Although the hotel continued as the Chelsea until 2007, it truly peaked in the 80s. With the dot-com and related real estate boom in New York City in the 1990s, gentrification even hit the Chelsea.  This book examines the fifteen year period between 1980 and 1995, the latter half representing the time when Chelsea – the hotel and the neighborhood – changed for good.

I actually find it hard to think about the good, bad or otherwise of New York City’s gentrification. While I’ve lived here long enough to see some of it (think Target in East Harlem), I am too young to know most of the old, dark NYC in anything other than books.

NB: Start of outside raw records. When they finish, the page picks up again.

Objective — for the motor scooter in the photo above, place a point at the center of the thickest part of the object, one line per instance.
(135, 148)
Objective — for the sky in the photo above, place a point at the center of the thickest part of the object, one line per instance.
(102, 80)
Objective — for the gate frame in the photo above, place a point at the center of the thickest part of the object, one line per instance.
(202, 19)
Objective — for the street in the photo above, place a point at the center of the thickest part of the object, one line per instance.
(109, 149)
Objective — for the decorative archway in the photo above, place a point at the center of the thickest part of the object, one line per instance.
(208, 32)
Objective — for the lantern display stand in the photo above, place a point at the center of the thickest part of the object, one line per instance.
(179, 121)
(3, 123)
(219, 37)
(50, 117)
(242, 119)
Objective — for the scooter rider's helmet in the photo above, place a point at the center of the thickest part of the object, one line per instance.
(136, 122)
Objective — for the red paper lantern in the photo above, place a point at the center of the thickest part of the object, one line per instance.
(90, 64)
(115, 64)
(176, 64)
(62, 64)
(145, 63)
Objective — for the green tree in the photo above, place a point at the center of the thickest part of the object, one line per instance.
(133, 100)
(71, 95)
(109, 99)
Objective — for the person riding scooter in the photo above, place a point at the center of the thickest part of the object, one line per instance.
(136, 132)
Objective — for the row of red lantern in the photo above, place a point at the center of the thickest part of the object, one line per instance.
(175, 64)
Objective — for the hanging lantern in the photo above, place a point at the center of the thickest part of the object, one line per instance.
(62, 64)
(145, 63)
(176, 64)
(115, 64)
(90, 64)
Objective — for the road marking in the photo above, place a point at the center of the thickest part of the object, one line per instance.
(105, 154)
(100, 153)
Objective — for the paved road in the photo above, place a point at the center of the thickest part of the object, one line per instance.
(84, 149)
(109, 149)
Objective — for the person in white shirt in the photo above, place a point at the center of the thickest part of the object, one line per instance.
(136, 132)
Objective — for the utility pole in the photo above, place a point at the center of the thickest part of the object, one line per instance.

The Hotel Chelsea has an ugly-duckling sort of stateliness. Built during the transition between Victorian and Edwardian periods, it shows the influence of both. Call it Awkwardian.….If you were to show an innocent bystander a picture of the building, they might guess it was an old insane asylum, back when straitjackets were in vogue. With its high gables, skinny chimneys, its homely-ornate brick façade, and florid wrought-iron balconies, the Hotel Chelsea is gothic, at least in the literary sense of the word.

The benefit of writing this post months after I read the book is I forgot about sections like this. When I was walking in Chelsea I thought I’d spot this easily. It turned out that I needed my Google Maps app and when I saw it, there was definitely a feeling of “that’s it?!?” That said, I love some of the architectural details, especially the balconies. There being a Doughnut Plant at ground level was amusing for reasons I can’t quite put my finger on.

 

 ‘David, you don’t want to get rid of the cracks and the crevices in the building because that’s where the ghosts hide. And if you get rid of the ghosts, the Chelsea will just be any other building.’” So the building underwent some renovation, but nothing extensive.

Apparently, Dream Palace is another book on the Chelsea that I need to read. I’m having the most fun with the Legends blog for more up to date stories than those that are in the book. Are all the stories true? Probably not — but they’re sure an entertaining read. With such an amazing, and landmarked, facade, I can’t wait until it gets warmer to take some photos.